Abbiamo privilegiato un approccio terapeutico, pedagogico ed educativo, in modo da poter provare a creare il modello delle Terapie di Scambio e Sviluppo, dei workshop, abbiamo ricevuto una panoramica dei metodi TEACCH e ABA, ma per il momento non abbiamo ancora una formazione specifica.
Non riceviamo finanziamenti, non gestiamo un budget, ma abbiamo la nostra volontà e il nostro desiderio di fare bene… Ma nel gennaio 2018 è nata l’Association Autismes Côte d’Ivoire (2ACI), presieduta da un genitore, per sostenerci nella battaglia. Grazie a quest’associazione nutriamo la speranza di spostare davvero la situazione.

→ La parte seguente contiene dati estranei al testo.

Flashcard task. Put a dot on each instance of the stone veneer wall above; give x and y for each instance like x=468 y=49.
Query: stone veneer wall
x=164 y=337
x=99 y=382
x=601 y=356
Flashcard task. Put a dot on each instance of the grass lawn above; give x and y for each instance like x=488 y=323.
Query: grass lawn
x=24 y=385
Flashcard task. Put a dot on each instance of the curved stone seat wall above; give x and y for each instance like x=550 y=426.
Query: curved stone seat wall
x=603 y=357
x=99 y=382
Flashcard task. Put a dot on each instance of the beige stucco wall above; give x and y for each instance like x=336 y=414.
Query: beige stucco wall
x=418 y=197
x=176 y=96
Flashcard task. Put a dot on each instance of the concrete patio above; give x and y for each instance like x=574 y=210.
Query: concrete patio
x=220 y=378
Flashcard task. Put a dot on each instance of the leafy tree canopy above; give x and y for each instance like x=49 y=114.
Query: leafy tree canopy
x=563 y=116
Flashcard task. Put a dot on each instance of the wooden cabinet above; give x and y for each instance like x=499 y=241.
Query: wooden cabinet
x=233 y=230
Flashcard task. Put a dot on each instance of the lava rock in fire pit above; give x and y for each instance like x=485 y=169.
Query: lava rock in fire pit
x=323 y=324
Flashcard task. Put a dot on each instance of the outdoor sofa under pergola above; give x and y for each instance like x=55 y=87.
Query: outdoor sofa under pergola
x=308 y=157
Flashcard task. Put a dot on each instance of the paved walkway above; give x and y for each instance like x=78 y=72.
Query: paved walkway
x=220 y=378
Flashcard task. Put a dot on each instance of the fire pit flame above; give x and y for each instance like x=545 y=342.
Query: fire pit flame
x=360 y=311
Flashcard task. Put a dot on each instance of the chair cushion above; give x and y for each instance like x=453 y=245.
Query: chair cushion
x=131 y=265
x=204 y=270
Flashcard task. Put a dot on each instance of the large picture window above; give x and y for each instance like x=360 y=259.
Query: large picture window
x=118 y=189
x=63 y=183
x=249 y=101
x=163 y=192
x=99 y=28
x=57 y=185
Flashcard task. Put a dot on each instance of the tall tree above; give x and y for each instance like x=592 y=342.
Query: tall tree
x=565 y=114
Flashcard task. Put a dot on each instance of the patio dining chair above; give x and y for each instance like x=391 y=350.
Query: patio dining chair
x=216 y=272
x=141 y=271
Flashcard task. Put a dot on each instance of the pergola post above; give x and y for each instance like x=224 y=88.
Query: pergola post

Qualche parola sulla situazione altrove e sui Paesi con i quali collaboriamo nel quadro di una rete di professionisti che è stata istituita dal novembre 2017 dopo un incontro a Grenoble (Francia), l’Autisme Afrique Alliance:
– in Congo, Suor Ida Louvouandou si batte per aiutare i bambini autistici ospitati nell’Ecole Case Dominique. Non esiste uno psichiatra infantile e quindi la diagnosi è difficile, ma il team di educatori e insegnanti aiuta i bambini respinti a causa della loro disabilità. Ospita 300 bambini in unità di insegnamento funzionale (UPF). Una di queste UPF ospita 42 bambini autistici. La sua squadra è attiva a Brazzaville e Pointe-Noire.
– in Ruanda, Rosine Duquesne ha aperto un centro con Autisme Rwanda che opera come scuola e accoglie 36 bambini e adolescenti con autismo. Non esiste uno psichiatra infantile e anche lì la diagnosi è difficile. Il team implementa essenzialmente un approccio comportamentale.
Altri Paesi partecipano a questa rete: Francia, Bénin, Repubblica Democratica del Congo, Madagascar, ciascuno con una diversa esperienza di autismo, e vogliamo avanzare insieme.
È insieme che saremo più forti per formarci e per riflettere e condividere le nostre pratiche professionali, pratiche che dobbiamo continuamente inventare, adattare. Insieme, stiamo lavorando sulla questione delle competenze ricevute durante la formazione che dobbiamo affrontare per crescere.
Continueremo a batterci per la causa dei bambini autistici della Costa d’Avorio.
E per questa causa combatteremo e vinceremo.